Geneva: Switzerland has agreed to help the Frankfurt public prosecutor investigate possible corruption in the awarding of the 2006 World Cup to Germany.
"The Office of the Attorney General of Switzerland can confirm it received a request for mutual judicial aid in this context," Nathalie Guth, a spokeswoman for the Swiss public prosecutor, told AFP on Wednesday.
"The request will be treated as a priority."
The request relates to claims made by Der Spiegel magazine in October that Germany had paid 6.7 million euros ($7.4 million) to FIFA to buy votes that allowed it to win the right to host the 2006 World Cup.
German authorities launched an investigation into the allegations and German police raided the offices of the German Football Federation (DFB) in November in what prosecutors described as a tax probe.
DFB chief Wolfgang Niersbach, his predecessor Theo Zwanziger and ex-general secretary Horst Schmidt are those believed to be suspected of tax fraud by the public prosecutor in Frankfurt.
Last month, Nadja Niesen, a senior German state prosecutor, said the DFB officials had filed the 6.7-million-euro payment as part of a contribution to a FIFA cultural programme, a deductible expense.
However, Niesen said it was "actually used for other purposes", meaning that the defendants had submitted "inaccurate tax returns" and owed a "significant amount" of unpaid taxes.
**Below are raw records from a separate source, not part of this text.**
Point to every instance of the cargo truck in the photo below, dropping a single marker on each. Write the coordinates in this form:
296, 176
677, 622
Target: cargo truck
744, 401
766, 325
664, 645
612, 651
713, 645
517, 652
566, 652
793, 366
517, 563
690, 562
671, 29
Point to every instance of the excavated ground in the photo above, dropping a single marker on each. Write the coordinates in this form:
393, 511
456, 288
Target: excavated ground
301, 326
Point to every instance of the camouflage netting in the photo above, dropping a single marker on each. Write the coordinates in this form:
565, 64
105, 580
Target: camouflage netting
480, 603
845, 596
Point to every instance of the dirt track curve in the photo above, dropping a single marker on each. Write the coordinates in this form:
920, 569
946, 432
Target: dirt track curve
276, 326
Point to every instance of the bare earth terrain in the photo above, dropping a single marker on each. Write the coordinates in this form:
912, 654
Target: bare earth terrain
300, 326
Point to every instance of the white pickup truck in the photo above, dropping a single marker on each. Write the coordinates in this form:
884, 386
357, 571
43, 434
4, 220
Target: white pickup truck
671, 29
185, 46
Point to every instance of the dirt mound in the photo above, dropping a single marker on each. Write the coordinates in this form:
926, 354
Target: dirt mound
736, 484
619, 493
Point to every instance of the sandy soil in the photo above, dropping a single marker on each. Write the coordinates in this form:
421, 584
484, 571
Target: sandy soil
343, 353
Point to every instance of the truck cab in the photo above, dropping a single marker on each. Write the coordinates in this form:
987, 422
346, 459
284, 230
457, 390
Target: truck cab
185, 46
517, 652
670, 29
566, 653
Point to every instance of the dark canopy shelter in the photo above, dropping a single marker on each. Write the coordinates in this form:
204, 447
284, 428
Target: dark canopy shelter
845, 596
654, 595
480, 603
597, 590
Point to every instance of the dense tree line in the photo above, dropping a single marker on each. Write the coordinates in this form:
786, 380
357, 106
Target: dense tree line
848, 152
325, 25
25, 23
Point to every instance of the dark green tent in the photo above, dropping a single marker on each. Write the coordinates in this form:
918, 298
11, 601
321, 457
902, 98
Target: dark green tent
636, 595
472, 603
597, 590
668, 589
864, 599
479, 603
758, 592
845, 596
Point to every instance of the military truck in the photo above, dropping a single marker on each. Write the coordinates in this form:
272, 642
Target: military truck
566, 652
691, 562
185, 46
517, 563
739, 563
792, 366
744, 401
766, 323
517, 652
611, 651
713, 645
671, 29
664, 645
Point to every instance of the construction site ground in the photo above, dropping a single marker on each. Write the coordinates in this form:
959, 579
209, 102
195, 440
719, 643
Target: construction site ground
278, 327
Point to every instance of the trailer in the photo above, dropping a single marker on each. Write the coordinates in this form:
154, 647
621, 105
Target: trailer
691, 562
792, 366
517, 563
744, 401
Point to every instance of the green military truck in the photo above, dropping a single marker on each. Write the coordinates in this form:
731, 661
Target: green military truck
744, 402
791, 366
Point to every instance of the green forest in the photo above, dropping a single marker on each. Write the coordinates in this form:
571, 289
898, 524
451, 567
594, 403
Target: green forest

Spiegel claimed the money was used to repay a loan from the now-deceased former CEO of German sportswear giant Adidas, Robert Louis-Dreyfus, and that the loan was a slush fund used to buy the votes of four Asian members of FIFA`s executive committee.
Germany beat South Africa by 12 votes to 11, with one abstention, in 2000 to win the right to host the 2006 global showpiece.
Niersbach has vehemently denied the claims, saying "there was no slush fund, there was no vote buying", and claimed instead that the sum was used to secure 170 million euros of funding from FIFA.